A explicação é que a produção do fruto in natura vem se fragilizando acentuadamente, se comparada às outras etapas, na distribuição da renda gerada ao longo da cadeia produtiva da citricultura, tais como a fabricação de insumos e implementos, processamento do fruto e finalmente a comercialização ao consumidor final. A estrutura de mercado característica da etapa processamento do fruto, com grau elevado de concentração, integração vertical e privilégio de informações de mercado, implica em transformar o dono do estabelecimento rural em mero tomador de preço, pressionando suas margens de lucratividade para baixo e lhe imputando todos os riscos de variações de preço na indústria.
Outra questão, e ainda mais importante, é que a situação sergipana segue uma tendência verificada nacionalmente. A crise não é sergipana, é nacional.
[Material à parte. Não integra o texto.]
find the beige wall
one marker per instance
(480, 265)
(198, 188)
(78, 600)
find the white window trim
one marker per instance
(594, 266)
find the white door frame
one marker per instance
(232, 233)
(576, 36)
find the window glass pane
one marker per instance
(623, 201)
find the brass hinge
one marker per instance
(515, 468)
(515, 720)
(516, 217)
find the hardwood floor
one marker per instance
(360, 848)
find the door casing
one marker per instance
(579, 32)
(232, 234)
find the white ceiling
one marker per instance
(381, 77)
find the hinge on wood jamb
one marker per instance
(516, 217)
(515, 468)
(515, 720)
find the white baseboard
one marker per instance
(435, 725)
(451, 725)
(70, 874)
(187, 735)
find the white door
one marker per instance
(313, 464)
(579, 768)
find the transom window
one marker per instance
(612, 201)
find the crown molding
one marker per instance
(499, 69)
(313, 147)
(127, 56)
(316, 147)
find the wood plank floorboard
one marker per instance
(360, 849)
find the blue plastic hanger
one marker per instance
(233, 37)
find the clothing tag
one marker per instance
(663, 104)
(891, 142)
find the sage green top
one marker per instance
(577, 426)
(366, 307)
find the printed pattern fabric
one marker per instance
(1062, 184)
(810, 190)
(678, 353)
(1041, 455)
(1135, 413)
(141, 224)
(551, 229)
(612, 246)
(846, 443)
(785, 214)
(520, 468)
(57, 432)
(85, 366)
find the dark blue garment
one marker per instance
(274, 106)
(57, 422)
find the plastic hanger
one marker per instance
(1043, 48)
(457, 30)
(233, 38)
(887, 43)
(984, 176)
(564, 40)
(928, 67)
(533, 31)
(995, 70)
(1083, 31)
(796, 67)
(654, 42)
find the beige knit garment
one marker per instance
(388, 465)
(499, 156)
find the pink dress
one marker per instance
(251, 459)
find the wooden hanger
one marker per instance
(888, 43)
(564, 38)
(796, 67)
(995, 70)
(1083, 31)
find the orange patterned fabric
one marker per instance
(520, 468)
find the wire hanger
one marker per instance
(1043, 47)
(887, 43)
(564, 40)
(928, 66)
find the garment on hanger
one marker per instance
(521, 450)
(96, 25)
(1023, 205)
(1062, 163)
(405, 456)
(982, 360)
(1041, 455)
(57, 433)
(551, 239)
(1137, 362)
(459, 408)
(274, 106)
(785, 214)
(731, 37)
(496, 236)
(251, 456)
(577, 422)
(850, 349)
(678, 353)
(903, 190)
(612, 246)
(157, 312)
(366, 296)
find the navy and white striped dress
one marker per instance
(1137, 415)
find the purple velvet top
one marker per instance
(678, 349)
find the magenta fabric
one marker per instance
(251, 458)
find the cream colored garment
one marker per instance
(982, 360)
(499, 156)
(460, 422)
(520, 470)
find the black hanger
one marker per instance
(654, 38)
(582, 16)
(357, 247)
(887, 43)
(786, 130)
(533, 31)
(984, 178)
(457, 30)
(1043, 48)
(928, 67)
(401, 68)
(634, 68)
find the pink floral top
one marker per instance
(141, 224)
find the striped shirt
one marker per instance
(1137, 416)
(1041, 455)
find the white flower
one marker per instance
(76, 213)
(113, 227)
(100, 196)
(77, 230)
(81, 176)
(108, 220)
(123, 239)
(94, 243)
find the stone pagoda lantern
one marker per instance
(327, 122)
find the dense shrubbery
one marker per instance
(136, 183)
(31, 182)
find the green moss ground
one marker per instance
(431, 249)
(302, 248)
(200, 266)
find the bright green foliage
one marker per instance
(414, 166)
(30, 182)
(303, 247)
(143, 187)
No estado de São Paulo, maior produtor de citros brasileiro com 60% da produção nacional e com a maior produtividade por hectare, as organizações coletivas de produtores vêm alertando para o desequilíbrio dos elos da cadeia e a penalização do produtor rural em face da sua relação com a indústria. Demandam um fórum permanente de negociação sobre a repartição dos ganhos no setor com representantes dos setores público e privado, materializada numa câmara de arbitragem para minimizar os efeitos das disparidades de poder de barganha entre os agentes e promover maior governança em toda cadeia. A criação da CONSECITROS (Conselho dos produtores de Citros do Estado de São Paulo), nos mesmos moldes da CONSECANA (Conselho dos produtores de Cana-De-Açúcar, Açúcar e Álcool do Estado de São Paulo), serviria para estabelecer parâmetros claros de negociação com indicadores de formação de preços dos produtos finais e divisão de riscos equilibrada no setor.
Se a crise é nacional, a característica da estrutura produtiva de cada estado torna seu efeito mais ou menos intenso. Em Sergipe, 80% dos estabelecimentos são menores que 10hac (em São Paulo, 35% dos estabelecimentos estão na faixa de 10 a 20hac) impondo alguns limites operacionais na escala de produção, na capacidade de redução de custos, na absorção de inovações tecnológicas e na capitalização da unidade produtiva. Em adição, o sistema de cooperativas sergipano entrou numa crise profunda no final do século passado enfraquecendo o poder da ação coletiva dos produtores.
Esses fatores estreitam ainda mais as margens de lucro impostas ao produtor pela indústria, impondo-lhe conviver num ambiente de fragilidade permanente que o impossibilita melhorar seus tratos culturais, alargar a base genética dos pomares, enfrentar de modo correto os problemas fitossanitários, custear o aumento dos valores pagos à mão de obra e ampliar seus investimentos em tecnologia. De tudo isso, concluímos que a permanência da representatividade e importância da cultura em Sergipe mais se dá pelo somatório do risco com o elevado custo de oportunidade de mudança de atividade agrícola do que pela atratividade da cultura citrícola. Sem uma orquestração capitaneada pelo estado para harmonizar os conflitos e disparidades de ganhos nos elos da cadeia, a tendência é que a intensidade da crise se agrave e os discursos positivos fiquem esquecidos em algum lugar do passado.
* Márcio Rogers Melo de Almeida, analista da Embrapa, mestre em Sociologia do desenvolvimento pela Universidade Federal de Pernambuco.